# Shooting in Carcassonne: 17 wounded when french soldier fires on crowd.



## wannabe SF member (30 Jun 2008)

http://www.theaustralian.news.com.au/story/0,25197,23945207-26040,00.html

Apparently, someone someone swapped blanks with live rounds.


----------



## TrexLink (30 Jun 2008)

Wonder if the Bastille is still open?


----------



## Danjanou (30 Jun 2008)

TrexLink said:
			
		

> Wonder if the Bastille is still open?



Not funny.

Some more info
http://news.bbc.co.uk/2/hi/europe/7480483.stm


----------



## Sigger (30 Jun 2008)

2 Soldiers and 15 civvies hit? 

You would think a Sgt. Paratrooper would know to inspect his rounds/mag.  Jeez.


----------



## Danjanou (30 Jun 2008)

Sigger said:
			
		

> 2 Soldiers and 15 civvies hit?
> 
> You would think a Sgt. Paratrooper would know to inspect his rounds/mag.  Jeez.

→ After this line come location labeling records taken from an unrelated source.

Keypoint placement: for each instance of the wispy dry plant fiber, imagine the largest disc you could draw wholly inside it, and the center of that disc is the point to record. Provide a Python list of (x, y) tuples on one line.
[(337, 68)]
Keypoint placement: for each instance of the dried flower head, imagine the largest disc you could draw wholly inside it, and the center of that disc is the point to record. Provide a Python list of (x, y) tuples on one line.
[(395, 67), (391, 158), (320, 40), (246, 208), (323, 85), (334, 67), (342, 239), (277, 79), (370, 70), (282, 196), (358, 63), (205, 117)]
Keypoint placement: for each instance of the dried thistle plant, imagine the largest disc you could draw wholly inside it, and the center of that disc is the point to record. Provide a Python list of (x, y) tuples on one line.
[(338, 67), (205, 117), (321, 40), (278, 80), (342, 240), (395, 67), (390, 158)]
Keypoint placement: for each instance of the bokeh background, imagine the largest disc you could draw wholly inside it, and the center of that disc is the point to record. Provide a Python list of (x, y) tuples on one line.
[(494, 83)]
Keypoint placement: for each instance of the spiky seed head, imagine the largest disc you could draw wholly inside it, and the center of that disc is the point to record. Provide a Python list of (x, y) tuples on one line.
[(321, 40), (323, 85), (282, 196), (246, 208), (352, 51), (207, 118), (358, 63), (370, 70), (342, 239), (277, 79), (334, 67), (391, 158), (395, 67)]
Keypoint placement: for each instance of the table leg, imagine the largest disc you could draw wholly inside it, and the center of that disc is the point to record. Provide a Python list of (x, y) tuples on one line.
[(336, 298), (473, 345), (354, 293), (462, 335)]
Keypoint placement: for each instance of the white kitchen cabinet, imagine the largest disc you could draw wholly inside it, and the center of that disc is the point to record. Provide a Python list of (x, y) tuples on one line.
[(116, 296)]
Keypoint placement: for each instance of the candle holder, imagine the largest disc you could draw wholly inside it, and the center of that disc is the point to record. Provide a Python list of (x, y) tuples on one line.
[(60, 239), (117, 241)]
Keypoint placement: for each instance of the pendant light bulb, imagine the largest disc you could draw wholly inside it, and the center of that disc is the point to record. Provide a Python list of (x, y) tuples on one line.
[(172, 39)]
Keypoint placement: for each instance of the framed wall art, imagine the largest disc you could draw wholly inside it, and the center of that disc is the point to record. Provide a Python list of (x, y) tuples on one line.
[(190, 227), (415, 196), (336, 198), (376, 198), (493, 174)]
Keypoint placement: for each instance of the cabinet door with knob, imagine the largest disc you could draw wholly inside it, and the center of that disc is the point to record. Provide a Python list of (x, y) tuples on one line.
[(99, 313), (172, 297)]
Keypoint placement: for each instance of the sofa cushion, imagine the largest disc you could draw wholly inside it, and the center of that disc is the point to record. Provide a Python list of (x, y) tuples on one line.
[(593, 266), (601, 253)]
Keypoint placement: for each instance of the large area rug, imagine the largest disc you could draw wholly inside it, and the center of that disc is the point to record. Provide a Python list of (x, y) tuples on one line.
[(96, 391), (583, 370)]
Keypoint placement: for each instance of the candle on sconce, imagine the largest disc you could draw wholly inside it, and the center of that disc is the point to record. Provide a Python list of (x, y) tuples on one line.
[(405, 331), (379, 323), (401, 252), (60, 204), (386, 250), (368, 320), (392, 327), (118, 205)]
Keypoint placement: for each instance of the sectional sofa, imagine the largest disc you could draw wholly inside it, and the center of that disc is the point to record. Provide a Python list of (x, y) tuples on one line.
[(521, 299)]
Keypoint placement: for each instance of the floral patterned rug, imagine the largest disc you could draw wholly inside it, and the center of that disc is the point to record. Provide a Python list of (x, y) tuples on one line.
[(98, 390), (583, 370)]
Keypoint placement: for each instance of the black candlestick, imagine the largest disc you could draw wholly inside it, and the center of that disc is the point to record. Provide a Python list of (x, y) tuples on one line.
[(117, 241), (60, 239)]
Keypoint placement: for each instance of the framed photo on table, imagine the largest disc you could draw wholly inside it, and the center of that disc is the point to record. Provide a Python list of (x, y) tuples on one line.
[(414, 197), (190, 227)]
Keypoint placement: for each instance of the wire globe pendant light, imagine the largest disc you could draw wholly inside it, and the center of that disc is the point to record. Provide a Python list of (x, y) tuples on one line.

My thoughts exactly. I was also wondering does the FAMAS use a BFA?


----------



## Bob Terwilliger (30 Jun 2008)

His magazines would have been loaded prior to the event. Perhaps someone with a beef swapped his magazine with one with ball rounds. It would be easy to hide, just top off the mag with 2 blank rounds, he would not have noticed.


----------



## George Wallace (30 Jun 2008)

Danjanou said:
			
		

> My thoughts exactly. I was also wondering does the FAMAS use a BFA?



I would imagine so.  In that case there should be damage to the wpn.  If there was no damage to the wpn, then I would be highly suspicious.


----------



## Danjanou (30 Jun 2008)

Bob Terwilliger said:
			
		

> It would be easy to hide, just top off the mag with 2 blank rounds, he would not have noticed.



You'd think he would have noticed the recoil though as well as the fact the people he was "shooting" at were being hit and the blood sprays etc.


----------



## Bob Terwilliger (30 Jun 2008)

You would think so. So that leaves the other possibility open, that it was intentional.


----------



## Fishbone Jones (30 Jun 2008)

Rather than speculate on someone's training and mental state, an equipment failure or a conspiracy theory, I'll content myself with knowing that there were no deaths and everyone injured appears to be recovering. I'll leave the conjecture and questioning to the French authorities.


----------



## Blackadder1916 (30 Jun 2008)

Danjanou said:
			
		

> My thoughts exactly. I was also wondering does the FAMAS use a BFA?



Yes.  As can be seen on the weapons in the below photo.  However, while firing a live round with the BFA still on will "usually" result in severe damage to the weapon, it "may" simply result in the BFA being projected forward and the weapon continuing to function.  Once saw someone put a live round through a C1A1 with BFA that did that (and a couple of additional rounds after the BFA went down range).  The operator of the weapon should notice something is wrong (different) but depending on the circumstances it may not immediately register.


----------



## Sigger (30 Jun 2008)

Bob Terwilliger said:
			
		

> Perhaps someone with a beef swapped his magazine with one with ball rounds.



Thats a big-ass beef.


----------



## Rodahn (30 Jun 2008)

Sigger said:
			
		

> Thats a big-*** beef.



It's been known to happen before.... Ask the thumperhead who had his bedspace blown up in the barracks in Chilliwack due to some suspected hankie panky in the eighties......


----------



## Blackadder1916 (1 Jul 2008)

Some additional info about this incident from the International Herald Tribune.  Reproduced under the Fair Dealing provisions (§29) of the Copyright Act.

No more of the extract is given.